Stephen Wakeling (born 4 October 1983) is an English Middleweight Muay Thai kickboxer, fighting out of Kent, England. He is former British, European and four time World Muay Thai champion.

==Early life==
Wakeling's parents were both Muay Thai fighters, his father competed in the famed King's Cup in Thailand.

==Biography and career==
He was expected to face Joe Schilling at Glory 5: London in London, England on 23 March 2013 but his opponent was changed to Simon Marcus. Marcus then withdrew from the bout to face Artem Levin, however, and Eddie Walker stepped in as his third opponent. He stopped Walker with low kicks in round two.

He was set to compete in the four man 85 kg/187 lb tournament at Glory 10: Los Angeles - Middleweight World Championship Tournament in Ontario, California, United States on 28 September 2013 and face Joe Schilling in the semi-finals. However, he was unable to compete due to visa issues and was replaced by Kengo Shimizu.

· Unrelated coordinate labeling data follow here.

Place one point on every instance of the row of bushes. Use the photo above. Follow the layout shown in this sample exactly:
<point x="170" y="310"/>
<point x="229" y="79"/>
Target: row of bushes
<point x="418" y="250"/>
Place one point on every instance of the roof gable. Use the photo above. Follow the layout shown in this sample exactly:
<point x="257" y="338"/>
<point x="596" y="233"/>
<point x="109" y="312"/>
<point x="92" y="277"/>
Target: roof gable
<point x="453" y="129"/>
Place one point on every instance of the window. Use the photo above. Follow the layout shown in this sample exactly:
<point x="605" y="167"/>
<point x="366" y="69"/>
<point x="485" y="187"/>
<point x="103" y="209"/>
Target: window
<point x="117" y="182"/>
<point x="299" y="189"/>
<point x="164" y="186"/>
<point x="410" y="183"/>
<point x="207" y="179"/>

On the 15th of October 2022 Steve was added to the WBC Muay Thai Hall of Fame.

==Titles==
- 2011 WBC Muay Thai Super Middleweight World champion
- 2008 WMC M.A.D. World champion
- 2007 WKA Tournament World Middleweight Champion
- 2006 WBC Muay Thai Middleweight World champion
- 2005 S-1 Tournament World champion
- 2004 IMKO World champion
- 2003 WMC Muay Thai World champion
- 2003 WAKO-PRO World title (68 kg)
- 2002 IKF Super Welterweight European Champion
- 2001 British champion

== Fight record ==

Kickboxing record
37 wins (15 KOs), 4 losses, 1 draw
| Date | Result | Opponent | Event | Location | Method | Round | Time |
| 2017-9-22 | Loss | Cheick Sidibé | Phoenix 3 London | London, United Kingdom | TKO | 4 | 3:00 |
| 2013-03-23 | Win | Eddie Walker | Glory 5: London | London, England | KO | 2 |  |
| 2012-07-07 | Draw | Artem Levin | Xplosion Muay Thai | England | Draw | 5 | 3:00 |
| 2011-01-08 | Win | Jaochalam Chatkranokgym | The Champions Club 6 | Pattaya, Thailand | TKO (Knee) | 4 |  |
Wins the WBC Muay Thai World Super Middleweight title.
| 2008-08-16 | Win | Diesellek TopkingBoxing | Muaythai Legends - England vs Thailand | London, UK | Decision | 5 | 3:00 |
| 2007-12-08 | Win | Yohan Lidon | Steko's Fight Night Final | Munich, Germany | Decision (Split) | 4 | 3:00 |
| 2007-12-08 | Win | Luis Reis | Steko's Fight Night Semi Final | Munich, Germany | Decision | 3 | 3:00 |
| 2007-12-08 | Win | Odjeh Manda | Steko's Fight Night Quarter Final | Munich, Germany | KO | 1 |  |
| 2007-09-15 | Win | Jan De Keyser | Steko's Fight Night, Final | Munich, Germany |  |  |  |
| 2007-09-15 | Win | Yohan Lidon | Steko's Fight Night, Semi Final | Munich, Germany | TKO(Doctor Stoppage) | 2 |  |
| 2007-02-25 | Loss | Lamsongkram Chuwattana | Thunder & Lightning 10 | London, England | Decision | 5 | 3:00 |
Loses the WBC Muay Thai World 160lbs title.
| 2006-08-19 | Win | Jomhod Kiatadisak | Muaythai Legends - England vs Thailand | London, UK | Decision | 5 | 3:00 |
| 2006-03-12 | Win | John Wayne Parr | WBC Muay Thai Championships | London, England, UK | Decision (Split) | 5 | 3:00 |
Wins the 1st WBC Muay Thai World 160lbs title.
| 2005-08-12 | Win | Pairot Wor.Wolapon | S-1 World Championship, Final | Bangkok, Thailand | KO (Knee to the head) | 3 |  |
Wins the 2005 S-1 World Championship -72kg title.
| 2005-08-12 | Win | Arslan Magomedov | S-1 World Championship, Semi Final | Bangkok, Thailand | Decision | 3 | 3:00 |
| 2005-08-12 | Win | Sergey Makogonov | S-1 World Championship, Quarter Final | Bangkok, Thailand | Decision | 3 | 3:00 |
| 2004-11-14 | Win | Abdoul Toure | Last Man Standing | London, England, UK | TKO (Doctor Stoppage) |  |  |
| 2004-10-02 | Win | Aree Nadir | Muay Thai Warriors 3 | Crawley, England, UK | TKO | 1 |  |
Wins the IMKO World title.
| 2003-06-22 | Loss | Kevin Harper | Now is the Time of Combat | London, England, UK | TKO (Injury) | 1 |  |
Loses WAKO Pro Muay Thai World title.
| 2003-02-17 | Win | Yingyai Jaothaleethong |  | London, England, UK | Decision (Split) | 5 | 3:00 |
Wins the WMC World 147lbs title.
| 2002- | Win | Kevin Harper |  | England, UK | TKO (Doctor Stoppage) |  |  |
| 2002-08-18 | Win | Junior Herbert |  | Reading, England, UK | Decision (Unanimous) | 5 | 3:00 |
Wins the IKF Pro Muay Thai European Super Welterweight title.